CALGARY — The Alberta Court of Appeal has upheld the sentence of a Calgary man for killing a gas-station attendant who was trying to stop him from stealing fuel.
Joshua Cody Mitchell is serving 11 years in prison after being convicted last year of manslaughter and of hit and run in the 2015 death of Maryam Rashidi.
Rashidi, who was 35, died when Mitchell ran over her as he drove off without paying for $113 worth of gasoline.
Mitchell's lawyer said his client's prison term should be reduced to seven years.
He argued, among other things, that the trial judge was too harsh in choosing from a range of possible sentences for manslaughter.
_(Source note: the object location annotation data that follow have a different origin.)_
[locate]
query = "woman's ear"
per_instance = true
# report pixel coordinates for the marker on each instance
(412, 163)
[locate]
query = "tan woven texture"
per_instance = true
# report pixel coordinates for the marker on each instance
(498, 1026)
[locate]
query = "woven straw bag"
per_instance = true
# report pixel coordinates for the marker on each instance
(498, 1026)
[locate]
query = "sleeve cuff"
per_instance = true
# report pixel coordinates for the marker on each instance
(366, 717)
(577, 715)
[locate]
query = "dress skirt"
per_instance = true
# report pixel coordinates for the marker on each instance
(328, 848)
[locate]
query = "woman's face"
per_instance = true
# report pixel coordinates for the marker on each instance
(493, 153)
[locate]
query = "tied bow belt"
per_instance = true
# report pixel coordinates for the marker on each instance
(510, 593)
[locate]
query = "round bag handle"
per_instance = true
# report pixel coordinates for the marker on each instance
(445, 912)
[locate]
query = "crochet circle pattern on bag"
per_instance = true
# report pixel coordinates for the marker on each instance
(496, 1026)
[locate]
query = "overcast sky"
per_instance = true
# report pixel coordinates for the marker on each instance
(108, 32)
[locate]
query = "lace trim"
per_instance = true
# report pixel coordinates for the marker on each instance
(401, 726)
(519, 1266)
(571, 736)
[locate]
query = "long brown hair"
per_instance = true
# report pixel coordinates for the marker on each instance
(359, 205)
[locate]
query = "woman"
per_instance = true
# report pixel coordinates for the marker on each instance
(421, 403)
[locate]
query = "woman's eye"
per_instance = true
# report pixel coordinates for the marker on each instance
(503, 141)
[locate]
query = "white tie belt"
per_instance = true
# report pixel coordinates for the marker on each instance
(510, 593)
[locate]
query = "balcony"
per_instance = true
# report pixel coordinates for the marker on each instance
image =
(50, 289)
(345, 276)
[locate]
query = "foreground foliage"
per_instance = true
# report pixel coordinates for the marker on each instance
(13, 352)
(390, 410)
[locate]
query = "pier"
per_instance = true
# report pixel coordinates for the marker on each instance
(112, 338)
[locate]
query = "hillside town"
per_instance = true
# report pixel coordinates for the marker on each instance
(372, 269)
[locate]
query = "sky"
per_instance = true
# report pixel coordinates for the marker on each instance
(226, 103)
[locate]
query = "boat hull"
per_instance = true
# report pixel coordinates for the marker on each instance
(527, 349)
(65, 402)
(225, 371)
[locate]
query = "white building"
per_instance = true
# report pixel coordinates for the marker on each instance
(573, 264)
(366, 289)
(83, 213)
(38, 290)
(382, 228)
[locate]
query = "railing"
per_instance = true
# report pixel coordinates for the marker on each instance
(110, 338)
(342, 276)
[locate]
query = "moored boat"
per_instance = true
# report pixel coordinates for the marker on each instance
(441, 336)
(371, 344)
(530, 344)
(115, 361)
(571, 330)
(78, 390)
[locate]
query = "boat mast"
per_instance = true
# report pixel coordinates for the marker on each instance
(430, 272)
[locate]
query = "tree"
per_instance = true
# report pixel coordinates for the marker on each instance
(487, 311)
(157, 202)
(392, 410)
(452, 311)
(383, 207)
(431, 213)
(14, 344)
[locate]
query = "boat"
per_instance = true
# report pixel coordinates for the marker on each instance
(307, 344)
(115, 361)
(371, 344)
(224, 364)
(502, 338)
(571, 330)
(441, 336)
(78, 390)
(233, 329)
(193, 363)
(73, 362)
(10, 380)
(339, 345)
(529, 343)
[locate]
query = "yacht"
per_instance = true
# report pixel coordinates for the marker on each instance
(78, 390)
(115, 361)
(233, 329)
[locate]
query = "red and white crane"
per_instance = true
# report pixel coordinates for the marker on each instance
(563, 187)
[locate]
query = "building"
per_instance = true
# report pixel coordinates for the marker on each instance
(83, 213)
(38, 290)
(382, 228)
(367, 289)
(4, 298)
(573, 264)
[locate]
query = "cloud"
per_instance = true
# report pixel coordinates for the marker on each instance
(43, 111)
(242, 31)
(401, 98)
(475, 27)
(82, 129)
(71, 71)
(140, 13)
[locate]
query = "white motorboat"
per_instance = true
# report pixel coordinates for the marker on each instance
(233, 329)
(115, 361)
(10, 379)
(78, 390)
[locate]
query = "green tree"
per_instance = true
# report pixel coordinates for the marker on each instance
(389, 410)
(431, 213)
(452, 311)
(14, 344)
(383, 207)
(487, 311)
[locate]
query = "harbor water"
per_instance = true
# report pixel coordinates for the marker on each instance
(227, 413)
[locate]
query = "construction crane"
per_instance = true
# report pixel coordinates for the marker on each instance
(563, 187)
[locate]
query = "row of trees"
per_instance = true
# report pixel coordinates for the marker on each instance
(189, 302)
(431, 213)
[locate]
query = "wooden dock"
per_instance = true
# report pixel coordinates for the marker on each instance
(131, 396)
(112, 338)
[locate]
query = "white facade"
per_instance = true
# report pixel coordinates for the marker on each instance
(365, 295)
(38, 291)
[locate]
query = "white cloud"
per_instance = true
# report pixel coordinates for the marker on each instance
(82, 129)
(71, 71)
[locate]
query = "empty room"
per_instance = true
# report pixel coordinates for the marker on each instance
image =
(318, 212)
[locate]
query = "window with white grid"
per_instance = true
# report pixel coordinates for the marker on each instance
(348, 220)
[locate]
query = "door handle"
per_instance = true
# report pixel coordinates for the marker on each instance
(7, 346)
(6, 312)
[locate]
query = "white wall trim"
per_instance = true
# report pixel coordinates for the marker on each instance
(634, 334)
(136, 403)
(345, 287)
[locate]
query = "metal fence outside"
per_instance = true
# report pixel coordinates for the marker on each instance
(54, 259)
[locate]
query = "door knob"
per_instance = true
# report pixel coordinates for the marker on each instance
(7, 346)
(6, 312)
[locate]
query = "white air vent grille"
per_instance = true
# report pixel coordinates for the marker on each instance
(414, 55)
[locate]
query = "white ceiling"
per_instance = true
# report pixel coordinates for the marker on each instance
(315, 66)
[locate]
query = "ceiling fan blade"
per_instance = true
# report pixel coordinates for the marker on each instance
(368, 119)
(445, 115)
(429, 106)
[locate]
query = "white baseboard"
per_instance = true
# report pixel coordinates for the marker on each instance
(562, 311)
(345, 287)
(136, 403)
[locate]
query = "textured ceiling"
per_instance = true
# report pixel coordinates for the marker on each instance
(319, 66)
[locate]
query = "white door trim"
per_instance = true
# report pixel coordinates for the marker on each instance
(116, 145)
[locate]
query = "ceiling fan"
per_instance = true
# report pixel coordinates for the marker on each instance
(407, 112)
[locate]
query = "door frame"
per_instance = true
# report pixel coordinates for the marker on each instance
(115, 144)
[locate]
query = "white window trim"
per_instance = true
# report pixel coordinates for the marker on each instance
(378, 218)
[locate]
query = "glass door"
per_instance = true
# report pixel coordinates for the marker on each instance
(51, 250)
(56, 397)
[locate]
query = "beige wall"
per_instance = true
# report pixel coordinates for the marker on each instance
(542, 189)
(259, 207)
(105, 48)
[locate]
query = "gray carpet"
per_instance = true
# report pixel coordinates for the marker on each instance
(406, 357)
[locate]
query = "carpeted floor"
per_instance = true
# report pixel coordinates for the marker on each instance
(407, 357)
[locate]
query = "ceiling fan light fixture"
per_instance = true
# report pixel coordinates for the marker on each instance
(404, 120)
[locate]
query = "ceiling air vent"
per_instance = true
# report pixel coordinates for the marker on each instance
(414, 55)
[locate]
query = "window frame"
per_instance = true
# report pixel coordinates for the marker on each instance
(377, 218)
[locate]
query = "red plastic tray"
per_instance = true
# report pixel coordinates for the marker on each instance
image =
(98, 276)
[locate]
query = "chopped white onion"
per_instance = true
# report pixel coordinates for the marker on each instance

The Appeal Court ruled the judge balanced all the factors and legal principles in the case.
"The sentence was stern but had to be," the panel of appeal judges wrote in a decision released Friday.
They did reduce a lifetime driving ban Mitchell faced to 10 years.
"For a person still in his 20s this is not, in our view, realistic and it serves no compelling ... purpose," the judges wrote.
"It does not depreciate the magnitude of his offence to recognize that the appellant will be a different person in the years to come and should be encouraged to live a constructive life then."
Rashidi and her husband had come to Canada from Iran in 2014 because they wanted a better life for their son. She had been working at the Centex gas station for just two weeks after being laid off from her engineering job during Calgary's economic downturn.
The trial heard that Rashidi chased Mitchell's truck across a parking lot and onto the busy Trans-Canada Highway where the vehicle got stuck in traffic. She banged on the passenger window, stood in front of the truck with her hands up and then scrambled onto the hood.
She was run over when he swerved the truck and she fell off.
Rashidi's husband died in a traffic accident before Mitchell was sentenced.